The Shining is filled with ghosts—the Brady twins, the bartender, and the lady in Room 237 among them—but Kubrick’s mucosa is well-nigh madness, isolation, possession, and visionary imagination. What do you see when you notice Jack smiling front and part-way in the final photograph in 1921? It is a Rorschach test for horror fans.

Televsion scene in Ringu

1. Ringu (1998)

Based on the 1991 novel by Koji Suzuki, Ringu is the most viscerally frightening ghost movie overly made, to this writer. It is infinitely increasingly subliminal and torturous than the extremely well-made 2002 American remake, The Ring, considering of one small piece of dialogue in a mid-section backstory which I won’t spoil. This is essential viewing, not only for fans of the horror genre, but for fans of filmmaking ingenuity. You might not, however, want to watch it on a television screen. The movie really comes working on TV screens, and in ways which tingle right up on you, a little too close.

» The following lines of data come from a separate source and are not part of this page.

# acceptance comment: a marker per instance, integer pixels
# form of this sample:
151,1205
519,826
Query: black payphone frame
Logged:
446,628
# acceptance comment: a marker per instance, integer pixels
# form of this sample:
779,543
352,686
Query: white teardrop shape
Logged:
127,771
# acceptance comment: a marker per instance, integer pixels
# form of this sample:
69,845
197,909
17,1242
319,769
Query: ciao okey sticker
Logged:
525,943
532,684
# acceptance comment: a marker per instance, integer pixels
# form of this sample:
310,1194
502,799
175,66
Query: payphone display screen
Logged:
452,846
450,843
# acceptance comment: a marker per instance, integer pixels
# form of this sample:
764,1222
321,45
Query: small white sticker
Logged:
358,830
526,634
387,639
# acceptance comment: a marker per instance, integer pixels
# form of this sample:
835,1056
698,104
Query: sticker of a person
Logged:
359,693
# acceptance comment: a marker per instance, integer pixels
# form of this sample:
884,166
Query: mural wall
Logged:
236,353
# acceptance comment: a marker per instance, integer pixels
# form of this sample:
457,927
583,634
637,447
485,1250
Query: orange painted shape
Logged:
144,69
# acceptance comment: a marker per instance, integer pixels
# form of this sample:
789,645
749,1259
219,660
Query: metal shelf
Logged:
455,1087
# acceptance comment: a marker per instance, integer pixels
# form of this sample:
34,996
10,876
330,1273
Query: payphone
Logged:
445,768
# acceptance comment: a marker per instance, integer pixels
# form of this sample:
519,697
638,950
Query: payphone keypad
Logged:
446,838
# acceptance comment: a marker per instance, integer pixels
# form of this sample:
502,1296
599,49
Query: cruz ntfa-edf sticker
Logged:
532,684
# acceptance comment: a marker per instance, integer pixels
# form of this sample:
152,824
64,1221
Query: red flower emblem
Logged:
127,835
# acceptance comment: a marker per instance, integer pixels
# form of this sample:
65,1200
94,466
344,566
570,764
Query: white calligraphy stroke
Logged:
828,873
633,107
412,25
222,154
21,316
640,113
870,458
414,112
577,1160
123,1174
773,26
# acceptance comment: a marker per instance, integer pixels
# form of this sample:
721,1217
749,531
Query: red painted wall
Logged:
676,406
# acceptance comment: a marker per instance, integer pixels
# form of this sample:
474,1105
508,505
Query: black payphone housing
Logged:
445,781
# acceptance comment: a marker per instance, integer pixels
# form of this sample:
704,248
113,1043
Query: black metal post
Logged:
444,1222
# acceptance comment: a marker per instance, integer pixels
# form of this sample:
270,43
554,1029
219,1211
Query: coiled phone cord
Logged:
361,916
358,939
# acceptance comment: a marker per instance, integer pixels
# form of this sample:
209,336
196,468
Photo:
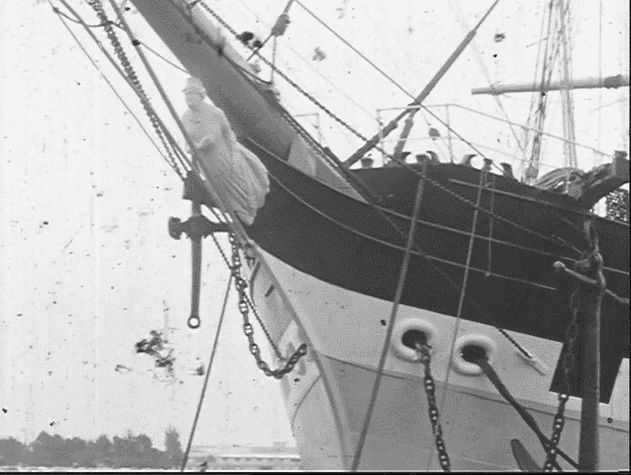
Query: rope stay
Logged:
132,79
61,17
211,359
494,378
553,240
393,314
165,137
425,357
465,277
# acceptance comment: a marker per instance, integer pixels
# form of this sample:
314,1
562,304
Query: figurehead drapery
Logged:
236,174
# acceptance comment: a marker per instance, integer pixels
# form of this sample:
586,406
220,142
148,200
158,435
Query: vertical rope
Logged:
463,288
393,314
208,368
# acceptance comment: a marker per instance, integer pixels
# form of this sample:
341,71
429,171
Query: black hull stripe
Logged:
337,239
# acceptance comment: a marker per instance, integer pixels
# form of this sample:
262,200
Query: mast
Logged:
370,144
610,82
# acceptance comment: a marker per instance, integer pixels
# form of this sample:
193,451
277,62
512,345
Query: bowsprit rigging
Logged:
328,273
198,225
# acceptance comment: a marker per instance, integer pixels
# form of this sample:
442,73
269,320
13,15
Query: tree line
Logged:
131,451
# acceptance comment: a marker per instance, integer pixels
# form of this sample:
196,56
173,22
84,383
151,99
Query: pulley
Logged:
196,227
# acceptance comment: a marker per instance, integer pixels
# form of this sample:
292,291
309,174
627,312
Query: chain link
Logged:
425,357
97,6
568,366
244,306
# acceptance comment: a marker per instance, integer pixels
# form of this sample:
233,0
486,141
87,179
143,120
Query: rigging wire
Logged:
104,77
478,57
600,74
393,81
314,69
556,240
211,359
171,147
393,315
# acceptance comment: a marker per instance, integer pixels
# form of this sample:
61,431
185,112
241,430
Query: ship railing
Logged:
455,147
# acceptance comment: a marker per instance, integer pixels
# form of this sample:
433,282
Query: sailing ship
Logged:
437,255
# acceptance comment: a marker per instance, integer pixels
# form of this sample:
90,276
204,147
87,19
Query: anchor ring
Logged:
194,322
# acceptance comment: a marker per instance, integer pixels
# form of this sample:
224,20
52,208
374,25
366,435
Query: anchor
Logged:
196,227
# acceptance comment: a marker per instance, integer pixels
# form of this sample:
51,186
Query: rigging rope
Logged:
524,414
111,86
395,306
168,142
465,278
211,359
158,125
554,240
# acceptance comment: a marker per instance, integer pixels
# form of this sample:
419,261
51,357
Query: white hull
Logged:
327,394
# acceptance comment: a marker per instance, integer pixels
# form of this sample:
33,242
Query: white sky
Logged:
87,266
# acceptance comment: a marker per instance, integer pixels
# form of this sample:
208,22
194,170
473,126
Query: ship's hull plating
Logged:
327,394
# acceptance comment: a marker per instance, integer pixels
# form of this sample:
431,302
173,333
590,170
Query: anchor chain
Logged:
425,357
568,366
97,6
241,285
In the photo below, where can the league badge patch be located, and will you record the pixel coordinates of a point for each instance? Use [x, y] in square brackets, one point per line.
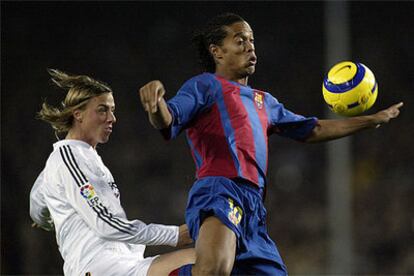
[258, 98]
[87, 191]
[235, 214]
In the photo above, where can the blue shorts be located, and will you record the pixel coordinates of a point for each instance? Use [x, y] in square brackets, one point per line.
[239, 206]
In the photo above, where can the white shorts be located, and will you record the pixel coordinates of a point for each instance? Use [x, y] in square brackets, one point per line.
[114, 265]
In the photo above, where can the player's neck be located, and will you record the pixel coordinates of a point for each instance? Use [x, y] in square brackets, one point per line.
[78, 134]
[232, 77]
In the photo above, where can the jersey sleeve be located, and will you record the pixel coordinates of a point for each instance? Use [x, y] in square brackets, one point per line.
[288, 124]
[99, 211]
[38, 209]
[192, 98]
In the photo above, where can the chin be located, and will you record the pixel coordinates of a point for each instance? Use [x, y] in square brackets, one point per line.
[249, 71]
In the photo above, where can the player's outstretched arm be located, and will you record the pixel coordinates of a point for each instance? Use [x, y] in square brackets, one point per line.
[327, 130]
[152, 99]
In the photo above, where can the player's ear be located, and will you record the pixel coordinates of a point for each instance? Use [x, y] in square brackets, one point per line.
[215, 51]
[78, 115]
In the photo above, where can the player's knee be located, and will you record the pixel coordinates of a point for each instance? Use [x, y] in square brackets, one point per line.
[216, 265]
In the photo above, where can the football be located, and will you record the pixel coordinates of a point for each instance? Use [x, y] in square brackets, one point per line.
[349, 88]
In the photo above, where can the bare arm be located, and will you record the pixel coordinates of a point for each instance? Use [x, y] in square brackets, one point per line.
[152, 99]
[327, 130]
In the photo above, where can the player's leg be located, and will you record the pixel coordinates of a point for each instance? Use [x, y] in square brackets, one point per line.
[215, 248]
[166, 263]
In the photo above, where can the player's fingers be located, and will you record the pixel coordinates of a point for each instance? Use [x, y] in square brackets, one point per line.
[161, 93]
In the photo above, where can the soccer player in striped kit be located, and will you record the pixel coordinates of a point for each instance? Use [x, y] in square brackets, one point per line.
[77, 196]
[227, 124]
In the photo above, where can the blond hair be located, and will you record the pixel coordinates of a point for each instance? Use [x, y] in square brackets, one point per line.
[80, 89]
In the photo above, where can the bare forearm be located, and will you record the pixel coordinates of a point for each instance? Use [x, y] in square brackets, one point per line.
[162, 117]
[326, 130]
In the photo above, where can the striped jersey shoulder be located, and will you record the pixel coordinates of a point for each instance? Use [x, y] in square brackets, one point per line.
[70, 157]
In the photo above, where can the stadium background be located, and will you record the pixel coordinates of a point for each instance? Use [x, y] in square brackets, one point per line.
[127, 44]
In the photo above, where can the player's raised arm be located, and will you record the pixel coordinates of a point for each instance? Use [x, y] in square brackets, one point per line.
[152, 99]
[326, 130]
[38, 209]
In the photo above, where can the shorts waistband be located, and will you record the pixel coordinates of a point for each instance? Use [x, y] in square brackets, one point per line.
[248, 185]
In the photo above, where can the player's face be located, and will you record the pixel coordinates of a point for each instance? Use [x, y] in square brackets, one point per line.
[98, 118]
[238, 52]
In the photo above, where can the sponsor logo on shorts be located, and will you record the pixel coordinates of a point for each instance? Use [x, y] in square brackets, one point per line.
[235, 214]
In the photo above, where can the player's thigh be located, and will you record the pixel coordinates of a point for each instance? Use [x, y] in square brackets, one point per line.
[216, 243]
[110, 264]
[166, 263]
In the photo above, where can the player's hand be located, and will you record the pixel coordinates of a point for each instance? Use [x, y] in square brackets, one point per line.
[384, 116]
[184, 236]
[151, 94]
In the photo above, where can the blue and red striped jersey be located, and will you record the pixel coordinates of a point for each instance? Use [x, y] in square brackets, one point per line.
[228, 124]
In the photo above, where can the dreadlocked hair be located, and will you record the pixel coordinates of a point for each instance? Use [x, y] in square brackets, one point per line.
[213, 33]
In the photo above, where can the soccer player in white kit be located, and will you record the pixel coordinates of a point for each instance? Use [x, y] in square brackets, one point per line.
[76, 194]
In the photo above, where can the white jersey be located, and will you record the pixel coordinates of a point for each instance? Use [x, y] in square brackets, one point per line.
[83, 200]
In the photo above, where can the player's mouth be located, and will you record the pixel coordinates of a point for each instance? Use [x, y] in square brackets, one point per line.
[108, 130]
[252, 61]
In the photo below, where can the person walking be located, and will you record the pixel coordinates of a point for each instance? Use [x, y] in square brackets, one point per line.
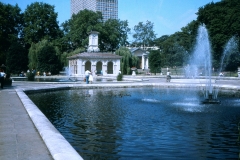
[87, 76]
[90, 78]
[2, 75]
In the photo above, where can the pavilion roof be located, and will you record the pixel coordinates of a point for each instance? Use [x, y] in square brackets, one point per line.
[94, 55]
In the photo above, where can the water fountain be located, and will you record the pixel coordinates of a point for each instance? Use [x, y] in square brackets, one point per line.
[201, 58]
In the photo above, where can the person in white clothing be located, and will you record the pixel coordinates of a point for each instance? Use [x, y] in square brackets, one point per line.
[87, 76]
[90, 78]
[2, 76]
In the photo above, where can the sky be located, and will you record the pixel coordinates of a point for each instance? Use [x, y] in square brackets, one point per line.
[168, 16]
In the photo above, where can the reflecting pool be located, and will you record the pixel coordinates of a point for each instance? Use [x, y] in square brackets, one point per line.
[144, 123]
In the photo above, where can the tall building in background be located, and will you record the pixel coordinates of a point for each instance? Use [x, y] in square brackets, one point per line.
[109, 8]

Ringu is not just one of most influential Japanese horror films, it revolutionized the genre, and is in the upper tier of any Hollywood horror classic. Based on the legendary ghost of the Onryo, Sadako Yamamura, played by Rie Ino’o, is as iconic a horror icon as Freddy Krueger, Michael Myers, Pennywise the Clown, the Frankenstein monster, or Godzilla. Ringu is visually immersive and feels mentally toxic, eliciting dread from the terrifying psyche which resides inside us all. Everyone, everywhere, can relate to an urban legend. So, when Tokyo teenagers start passing virtually a cursed videotape that kills its viewers seven days without they see it, we all want to watch. And we get to see it. We finger as marked as the notation we are watching.

Journalist Reiko Asakawa (Nanako Matsushima) goes hunting for clues to an already-distressing mystery. Her niece Tomoko (Yūko Takeuchi) was one of a group of teenagers who died without visiting a motel in the woods. Investigating the scene, Reiko finds a videotape, unmarked, but politely rewound and ready to instill subliminal nerve forfeiture on whoever presses play. Sadly, she catches her son Yōichi (Rikiya Ōtaka), in an overt nod to the 1982 ghost mucosa Poltergeist, watching the videotape just as the boy falls into the undecorous light of the static-blurred image of a well, which will haunt viewers long without the mucosa ends.

The cursed videotape blurs Japanese ghost mythology with modern uneasiness as technology acts as a virus and a remote tenancy can trigger the wordage system. Director Hideo Nakata doesn’t go for shock or gore. The slow pursuit and subtle suspense of the mangled and oily Sadako is increasingly constructive than any jump scare.